Apple to go back to user-replaceable batteries?

A patent application uncovered by The Register seem to indicate that Apple is interested in making batteries user-replaceable.Beginning with the iPod, Apple has increasingly sealed its batteries inside its mobile devices.
Written by Adrian Kingsley-Hughes, Senior Contributing Editor

A patent application uncovered by The Register seem to indicate that Apple is interested in making batteries user-replaceable.

Beginning with the iPod, Apple has increasingly sealed its batteries inside its mobile devices. Today, only the MacBook and 15-inch MacBook Pro have user-serviceable batteries. The entire iPod line, iPhone, 17-inch MacBook Pro, and MacBook Air all have their batteries locked inside.
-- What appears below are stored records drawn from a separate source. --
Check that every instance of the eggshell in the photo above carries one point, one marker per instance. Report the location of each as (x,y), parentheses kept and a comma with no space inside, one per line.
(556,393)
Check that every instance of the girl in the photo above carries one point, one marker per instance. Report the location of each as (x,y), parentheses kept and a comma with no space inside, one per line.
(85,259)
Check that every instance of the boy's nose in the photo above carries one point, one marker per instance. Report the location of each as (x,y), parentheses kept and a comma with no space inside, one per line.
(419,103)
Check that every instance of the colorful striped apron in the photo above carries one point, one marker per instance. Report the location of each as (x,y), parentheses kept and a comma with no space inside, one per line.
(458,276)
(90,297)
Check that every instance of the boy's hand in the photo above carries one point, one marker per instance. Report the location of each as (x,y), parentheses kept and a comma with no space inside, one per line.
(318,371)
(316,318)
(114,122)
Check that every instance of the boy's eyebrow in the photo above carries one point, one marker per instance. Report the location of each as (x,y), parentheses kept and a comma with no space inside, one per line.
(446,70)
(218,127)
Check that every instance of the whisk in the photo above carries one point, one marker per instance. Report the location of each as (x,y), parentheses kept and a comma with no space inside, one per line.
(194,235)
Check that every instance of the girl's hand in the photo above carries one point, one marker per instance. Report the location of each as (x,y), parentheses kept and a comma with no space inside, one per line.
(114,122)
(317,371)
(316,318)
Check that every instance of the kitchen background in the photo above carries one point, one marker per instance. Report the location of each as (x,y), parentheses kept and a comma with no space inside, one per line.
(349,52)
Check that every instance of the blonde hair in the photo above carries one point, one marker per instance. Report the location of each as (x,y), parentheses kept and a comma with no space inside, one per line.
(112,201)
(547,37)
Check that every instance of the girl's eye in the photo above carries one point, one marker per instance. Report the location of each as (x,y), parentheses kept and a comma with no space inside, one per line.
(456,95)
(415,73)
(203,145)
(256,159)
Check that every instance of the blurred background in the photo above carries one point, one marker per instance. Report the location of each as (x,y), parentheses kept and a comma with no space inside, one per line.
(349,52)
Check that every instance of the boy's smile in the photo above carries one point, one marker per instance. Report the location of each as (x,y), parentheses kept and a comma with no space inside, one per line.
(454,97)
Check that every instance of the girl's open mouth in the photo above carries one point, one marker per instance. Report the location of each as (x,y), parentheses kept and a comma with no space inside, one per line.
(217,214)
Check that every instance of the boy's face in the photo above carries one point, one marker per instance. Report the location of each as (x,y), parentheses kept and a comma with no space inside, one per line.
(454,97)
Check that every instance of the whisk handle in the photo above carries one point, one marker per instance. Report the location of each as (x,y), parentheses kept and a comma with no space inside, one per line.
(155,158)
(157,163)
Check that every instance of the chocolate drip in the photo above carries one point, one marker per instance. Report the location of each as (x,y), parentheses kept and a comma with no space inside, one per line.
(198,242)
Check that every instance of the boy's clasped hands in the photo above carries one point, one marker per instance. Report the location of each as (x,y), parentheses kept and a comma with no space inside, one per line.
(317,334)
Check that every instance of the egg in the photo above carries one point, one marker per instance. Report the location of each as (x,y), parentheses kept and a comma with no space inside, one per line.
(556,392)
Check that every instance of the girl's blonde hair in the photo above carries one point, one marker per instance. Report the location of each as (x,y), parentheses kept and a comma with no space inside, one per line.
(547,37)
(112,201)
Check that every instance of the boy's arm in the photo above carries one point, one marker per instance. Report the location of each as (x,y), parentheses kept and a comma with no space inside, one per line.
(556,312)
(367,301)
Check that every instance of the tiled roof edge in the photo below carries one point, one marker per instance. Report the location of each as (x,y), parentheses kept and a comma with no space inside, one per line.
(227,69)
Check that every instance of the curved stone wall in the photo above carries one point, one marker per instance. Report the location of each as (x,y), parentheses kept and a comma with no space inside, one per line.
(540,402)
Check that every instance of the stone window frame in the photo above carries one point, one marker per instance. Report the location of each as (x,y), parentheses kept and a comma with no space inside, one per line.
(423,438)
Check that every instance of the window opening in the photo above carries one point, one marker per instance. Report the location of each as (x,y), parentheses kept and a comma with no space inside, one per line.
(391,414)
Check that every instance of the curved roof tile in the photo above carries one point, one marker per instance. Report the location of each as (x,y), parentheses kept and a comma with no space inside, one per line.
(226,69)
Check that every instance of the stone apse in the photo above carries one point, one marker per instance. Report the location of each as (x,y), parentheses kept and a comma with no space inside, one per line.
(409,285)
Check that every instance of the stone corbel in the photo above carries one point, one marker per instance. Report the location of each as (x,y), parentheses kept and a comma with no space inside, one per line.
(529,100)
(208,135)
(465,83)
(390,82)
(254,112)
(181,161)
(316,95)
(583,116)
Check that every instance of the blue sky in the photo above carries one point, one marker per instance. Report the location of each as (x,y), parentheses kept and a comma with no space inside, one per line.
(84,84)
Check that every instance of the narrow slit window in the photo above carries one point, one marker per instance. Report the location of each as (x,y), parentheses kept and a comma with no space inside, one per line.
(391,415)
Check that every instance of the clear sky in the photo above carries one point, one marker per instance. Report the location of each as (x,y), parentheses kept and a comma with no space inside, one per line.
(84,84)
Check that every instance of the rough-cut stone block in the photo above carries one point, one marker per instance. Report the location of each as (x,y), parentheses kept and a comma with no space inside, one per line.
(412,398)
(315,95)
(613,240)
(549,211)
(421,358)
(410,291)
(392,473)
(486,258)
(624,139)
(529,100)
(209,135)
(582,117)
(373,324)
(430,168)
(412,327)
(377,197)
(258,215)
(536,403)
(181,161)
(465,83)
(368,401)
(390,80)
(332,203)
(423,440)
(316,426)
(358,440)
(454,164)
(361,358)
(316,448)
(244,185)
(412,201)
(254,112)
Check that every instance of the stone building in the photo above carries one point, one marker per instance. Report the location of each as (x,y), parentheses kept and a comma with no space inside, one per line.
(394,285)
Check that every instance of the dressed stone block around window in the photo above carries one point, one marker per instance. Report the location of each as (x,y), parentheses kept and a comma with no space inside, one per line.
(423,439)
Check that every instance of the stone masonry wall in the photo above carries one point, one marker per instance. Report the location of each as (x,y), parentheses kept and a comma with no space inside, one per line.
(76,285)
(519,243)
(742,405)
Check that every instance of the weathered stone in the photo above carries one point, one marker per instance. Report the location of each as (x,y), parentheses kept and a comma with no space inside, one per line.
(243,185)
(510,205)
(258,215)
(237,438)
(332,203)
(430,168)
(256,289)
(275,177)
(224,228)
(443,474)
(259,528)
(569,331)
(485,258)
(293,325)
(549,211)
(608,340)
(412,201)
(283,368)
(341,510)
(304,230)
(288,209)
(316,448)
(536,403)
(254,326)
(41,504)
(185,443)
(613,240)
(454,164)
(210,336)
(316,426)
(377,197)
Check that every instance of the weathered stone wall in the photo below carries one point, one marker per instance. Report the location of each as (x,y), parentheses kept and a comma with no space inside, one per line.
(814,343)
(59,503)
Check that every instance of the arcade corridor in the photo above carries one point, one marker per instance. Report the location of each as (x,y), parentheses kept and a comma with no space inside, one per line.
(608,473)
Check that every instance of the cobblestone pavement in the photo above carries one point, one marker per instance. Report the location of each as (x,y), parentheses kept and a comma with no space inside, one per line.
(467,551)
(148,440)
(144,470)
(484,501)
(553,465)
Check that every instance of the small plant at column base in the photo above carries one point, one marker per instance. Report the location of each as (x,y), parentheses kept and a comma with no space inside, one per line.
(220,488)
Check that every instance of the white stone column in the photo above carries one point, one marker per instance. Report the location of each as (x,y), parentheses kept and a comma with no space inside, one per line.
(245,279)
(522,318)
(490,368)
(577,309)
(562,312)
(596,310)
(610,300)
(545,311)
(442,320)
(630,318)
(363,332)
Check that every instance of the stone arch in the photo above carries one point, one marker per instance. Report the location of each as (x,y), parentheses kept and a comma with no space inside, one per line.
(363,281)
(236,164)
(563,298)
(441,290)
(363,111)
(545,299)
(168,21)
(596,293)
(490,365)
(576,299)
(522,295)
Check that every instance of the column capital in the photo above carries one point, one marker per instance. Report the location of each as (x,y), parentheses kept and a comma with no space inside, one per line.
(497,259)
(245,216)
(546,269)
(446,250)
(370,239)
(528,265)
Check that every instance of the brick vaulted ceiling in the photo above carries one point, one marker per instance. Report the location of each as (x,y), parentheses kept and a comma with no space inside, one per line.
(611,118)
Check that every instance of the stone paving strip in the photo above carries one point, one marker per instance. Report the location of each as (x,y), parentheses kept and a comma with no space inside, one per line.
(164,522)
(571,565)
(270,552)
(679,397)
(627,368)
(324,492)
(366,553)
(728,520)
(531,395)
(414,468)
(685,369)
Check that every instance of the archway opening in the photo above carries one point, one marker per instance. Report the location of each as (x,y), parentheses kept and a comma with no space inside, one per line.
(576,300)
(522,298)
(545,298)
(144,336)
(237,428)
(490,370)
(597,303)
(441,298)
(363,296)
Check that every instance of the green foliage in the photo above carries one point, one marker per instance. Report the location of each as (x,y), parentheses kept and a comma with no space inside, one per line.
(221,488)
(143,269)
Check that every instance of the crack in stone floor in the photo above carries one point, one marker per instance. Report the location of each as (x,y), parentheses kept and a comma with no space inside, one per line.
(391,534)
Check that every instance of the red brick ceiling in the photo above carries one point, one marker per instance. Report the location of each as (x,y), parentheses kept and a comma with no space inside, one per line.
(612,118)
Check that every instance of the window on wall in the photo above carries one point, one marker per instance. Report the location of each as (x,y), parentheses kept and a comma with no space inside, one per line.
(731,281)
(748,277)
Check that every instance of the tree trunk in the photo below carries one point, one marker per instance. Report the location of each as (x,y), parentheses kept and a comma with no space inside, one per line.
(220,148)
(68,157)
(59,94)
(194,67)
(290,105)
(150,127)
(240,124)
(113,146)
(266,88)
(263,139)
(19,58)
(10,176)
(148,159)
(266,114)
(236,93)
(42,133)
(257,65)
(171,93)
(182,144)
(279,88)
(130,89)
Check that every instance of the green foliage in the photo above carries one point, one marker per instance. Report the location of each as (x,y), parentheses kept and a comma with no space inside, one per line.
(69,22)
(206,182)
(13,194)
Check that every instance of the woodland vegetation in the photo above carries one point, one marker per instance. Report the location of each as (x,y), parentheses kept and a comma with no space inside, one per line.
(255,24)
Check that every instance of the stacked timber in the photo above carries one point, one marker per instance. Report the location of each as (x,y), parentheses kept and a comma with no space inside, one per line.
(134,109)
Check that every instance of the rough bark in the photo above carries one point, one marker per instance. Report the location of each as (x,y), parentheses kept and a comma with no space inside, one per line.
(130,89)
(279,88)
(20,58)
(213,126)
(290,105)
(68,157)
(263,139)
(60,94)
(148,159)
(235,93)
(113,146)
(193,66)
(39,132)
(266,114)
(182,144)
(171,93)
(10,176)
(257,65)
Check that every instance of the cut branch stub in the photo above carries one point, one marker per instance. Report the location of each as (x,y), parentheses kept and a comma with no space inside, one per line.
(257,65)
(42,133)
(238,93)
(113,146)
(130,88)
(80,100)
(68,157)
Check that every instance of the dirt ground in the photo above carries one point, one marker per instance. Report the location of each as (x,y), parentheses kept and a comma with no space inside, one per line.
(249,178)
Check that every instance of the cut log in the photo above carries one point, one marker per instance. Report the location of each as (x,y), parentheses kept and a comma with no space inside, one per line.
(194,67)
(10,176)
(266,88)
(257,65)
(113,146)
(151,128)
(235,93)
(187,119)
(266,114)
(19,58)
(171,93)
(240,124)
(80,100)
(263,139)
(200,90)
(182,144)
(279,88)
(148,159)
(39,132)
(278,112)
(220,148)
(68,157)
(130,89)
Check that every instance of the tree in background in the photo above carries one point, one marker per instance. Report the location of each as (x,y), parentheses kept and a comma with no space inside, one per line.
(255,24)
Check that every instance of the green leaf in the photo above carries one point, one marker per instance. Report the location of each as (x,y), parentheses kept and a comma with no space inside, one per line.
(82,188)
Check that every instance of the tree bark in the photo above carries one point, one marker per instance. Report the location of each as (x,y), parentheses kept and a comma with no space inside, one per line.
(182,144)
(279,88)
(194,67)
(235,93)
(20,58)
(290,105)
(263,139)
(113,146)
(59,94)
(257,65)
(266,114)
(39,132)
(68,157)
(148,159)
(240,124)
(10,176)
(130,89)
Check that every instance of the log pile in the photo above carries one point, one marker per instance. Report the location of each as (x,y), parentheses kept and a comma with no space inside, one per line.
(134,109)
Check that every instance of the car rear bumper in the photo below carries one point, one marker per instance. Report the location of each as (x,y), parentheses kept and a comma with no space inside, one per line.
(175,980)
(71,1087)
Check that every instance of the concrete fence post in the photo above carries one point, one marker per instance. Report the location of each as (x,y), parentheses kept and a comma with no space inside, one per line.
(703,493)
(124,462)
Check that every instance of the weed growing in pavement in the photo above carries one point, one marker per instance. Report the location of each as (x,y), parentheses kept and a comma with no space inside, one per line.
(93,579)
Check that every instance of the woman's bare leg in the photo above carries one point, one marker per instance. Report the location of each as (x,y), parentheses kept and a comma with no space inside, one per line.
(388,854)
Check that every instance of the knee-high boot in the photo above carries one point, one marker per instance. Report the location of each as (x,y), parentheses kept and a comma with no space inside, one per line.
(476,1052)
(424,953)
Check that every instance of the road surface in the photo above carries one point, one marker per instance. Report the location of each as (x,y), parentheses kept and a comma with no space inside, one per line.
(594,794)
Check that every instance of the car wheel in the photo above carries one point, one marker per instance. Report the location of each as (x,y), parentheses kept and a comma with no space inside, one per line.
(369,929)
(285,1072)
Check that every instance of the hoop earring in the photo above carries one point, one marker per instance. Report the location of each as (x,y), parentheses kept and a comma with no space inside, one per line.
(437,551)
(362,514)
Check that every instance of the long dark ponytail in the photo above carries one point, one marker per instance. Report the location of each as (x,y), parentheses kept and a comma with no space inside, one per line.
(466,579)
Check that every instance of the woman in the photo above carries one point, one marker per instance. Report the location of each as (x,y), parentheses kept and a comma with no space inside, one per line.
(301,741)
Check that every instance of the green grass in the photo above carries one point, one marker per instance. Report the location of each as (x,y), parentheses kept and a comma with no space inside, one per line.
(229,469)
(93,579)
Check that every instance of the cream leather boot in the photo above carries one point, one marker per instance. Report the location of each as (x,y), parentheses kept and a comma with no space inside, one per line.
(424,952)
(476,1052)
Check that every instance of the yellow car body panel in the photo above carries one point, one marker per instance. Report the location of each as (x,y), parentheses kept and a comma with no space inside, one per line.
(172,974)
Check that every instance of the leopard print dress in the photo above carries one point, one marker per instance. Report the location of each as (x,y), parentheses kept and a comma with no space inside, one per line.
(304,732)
They require either a warranty-busting case-cracking or the ministrations of an authorized service technician for replacement.

But these filings point to a day when an assortment of different-sized batteries could be popped into the aforementioned host machine to be charged, then swapped into and out of a broad range of mobile devices, including mice, keyboards, speakers, mp3 players, personal digital assistants, cell phones, laptop computers, microphones, headphones, and headsets.

applebatterypatent1.jpg

It's far too soon to read too much into this patent filing and could be little more than blue-sky thinking. In fact, given Apple's love affair with non-user-replaceable batteries at the moment (a feature which I see as a built-in obsolescence time-bomb ... or at the very least a trickle income stream from warranty repairs) I don't expect any huge shift to replaceable batteries soon.

My guess is that Apple may be coming up with a backup plan in case their current approach to batteries starts drawing legal attentions, in particular from the EU. There are some people who see non-user-replaceable batteries as a crime against the planet, and should this kind of thinking gather support, Apple will need an escape route.

Also filed were patents for technology where host devices would communicate wirelesslywith mobile devices to monitor battery levels, and another for intelligent universal rechargeable batteries.